Advice to Her Younger Self
“I would tell my younger self that I need to try so that my dreams can come true,” she says. “It was my first time to be alone in another country. But I think that it doesn’t matter. We all are afraid of something in some time of our life.”
Her advice is not to wait until fear disappears.
“You need to go forward,” she says. She also returns to character.
“You need to be a good human. You need to help others.”
Along the way people should not derail your mission.
“You’re going to meet a lot of people, good and bad people, and also a mix of them,” she says. “But if you really put your objectives very clear, it doesn’t matter who you find in the way.”
Her final instruction to her younger self is simple:
“Go for it.
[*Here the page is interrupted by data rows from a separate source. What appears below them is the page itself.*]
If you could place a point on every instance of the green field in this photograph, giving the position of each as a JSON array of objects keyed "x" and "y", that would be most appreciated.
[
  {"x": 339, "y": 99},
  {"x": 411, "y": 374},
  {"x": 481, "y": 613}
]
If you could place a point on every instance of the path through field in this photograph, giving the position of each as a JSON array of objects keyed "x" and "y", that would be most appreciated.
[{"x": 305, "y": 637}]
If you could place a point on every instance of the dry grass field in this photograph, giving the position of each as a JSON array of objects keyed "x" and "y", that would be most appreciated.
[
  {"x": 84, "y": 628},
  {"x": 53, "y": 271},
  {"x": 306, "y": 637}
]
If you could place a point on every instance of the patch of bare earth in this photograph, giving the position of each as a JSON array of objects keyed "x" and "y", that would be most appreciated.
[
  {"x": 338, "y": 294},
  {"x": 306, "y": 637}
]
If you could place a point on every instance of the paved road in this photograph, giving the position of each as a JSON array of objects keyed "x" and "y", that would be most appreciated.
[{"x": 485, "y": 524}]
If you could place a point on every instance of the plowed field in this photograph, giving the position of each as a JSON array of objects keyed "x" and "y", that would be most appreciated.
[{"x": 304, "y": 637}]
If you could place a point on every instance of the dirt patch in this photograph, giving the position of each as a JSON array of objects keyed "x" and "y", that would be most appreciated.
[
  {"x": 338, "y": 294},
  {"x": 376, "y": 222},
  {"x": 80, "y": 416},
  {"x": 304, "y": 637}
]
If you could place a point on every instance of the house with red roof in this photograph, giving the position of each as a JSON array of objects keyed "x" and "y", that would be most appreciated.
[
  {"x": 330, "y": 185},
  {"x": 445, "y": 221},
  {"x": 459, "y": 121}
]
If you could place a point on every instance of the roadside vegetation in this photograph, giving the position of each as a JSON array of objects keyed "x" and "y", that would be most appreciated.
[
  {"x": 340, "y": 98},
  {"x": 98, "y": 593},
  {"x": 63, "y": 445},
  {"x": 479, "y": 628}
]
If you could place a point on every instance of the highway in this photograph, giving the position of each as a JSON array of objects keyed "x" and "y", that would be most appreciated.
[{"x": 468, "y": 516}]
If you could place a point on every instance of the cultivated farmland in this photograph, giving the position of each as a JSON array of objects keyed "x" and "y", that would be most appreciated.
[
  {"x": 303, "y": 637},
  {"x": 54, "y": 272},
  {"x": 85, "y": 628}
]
Go for what you want to do.”
The Art of Medicine
Outside oncology, García loves cooking, travel, and art. Her favorite book, she says, was Gone with the Wind, which she read when she was young.
“Maybe because I was so romantic,” she says. “Well, I’m very romantic.”
“That book had different meanings for me,” she says. “One, it was the romance… but the other part was these unfair things that happen to underserved populations.”
Asked about a favorite leader, she names Angela Merkel.
“For me, she was a regular woman, a very clever one, but regular,” García says. “And that’s very important. She got an objective and it was to take her country in a better shape,” she says. “And she got it.”
Asked about Mexico City food, García does not choose a formal restaurant. She chooses tacos.
“Mexico is very rich in food,” she says. “But what I really enjoyed are the different tacos.”
Asked about travel, she refuses to name only one country. For García, the point of travel is not checking off destinations. It is absorbing the full environment.
“What I want to take of that place is the surroundings, the nature, the people, the food,” she says. “I love all, it doesn’t matter if it’s beach or mountains. I just want to see everything.”
Would She Choose Oncology Again?
At the end of the conversation, García is asked whether, if she could relive her life, she would become an oncologist again.
“Yes,” she says.
As a young person, the choice was not obvious. She loved art and design. She also loved being with patients.
“I like to be with patients. I like to help them,” she says. “Even though I know that many of our patients are not going to be cured, I like to be with them and give them some hope or other ways of looking their disease.”
Her father helped her decide.
“He told me, well, Erika, I know you like art, but think if there is a pandemic, the physician is the only one who’s going to have work, not the art people,” she recalls. “And also he told me, you can do art in your free time.”
So, she chose medicine. Just like that, did many of us…
“And now I can tell you it has been also another great decision of my life,” she says. “Because I can do both.”
For García, oncology itself contains art.
“The art of medicine, the art of oncology implies the art, the humanistic things,” she says.
And perhaps that is the best way to understand her story. A physician from Mexico who went to France because she needed to see beyond her own environment. A breast cancer fellow who became a GI oncologist because an unexpected door opened. A researcher who had to overachieve and built trust by doing small tasks well in order to build bigger things. A mentor who helps others because she had to find her own way. A global oncologist who reminds the field that ideas and hard work matter more than anything else with what you can present yourself.
“I have a brain, and I have ideas, and I see patients, and I also know the needs,” she says.
That may be the essence of her message to the next generation: go outside, learn widely, return with purpose, and never underestimate what your own perspective can contribute.
Do not allow your world to become too small.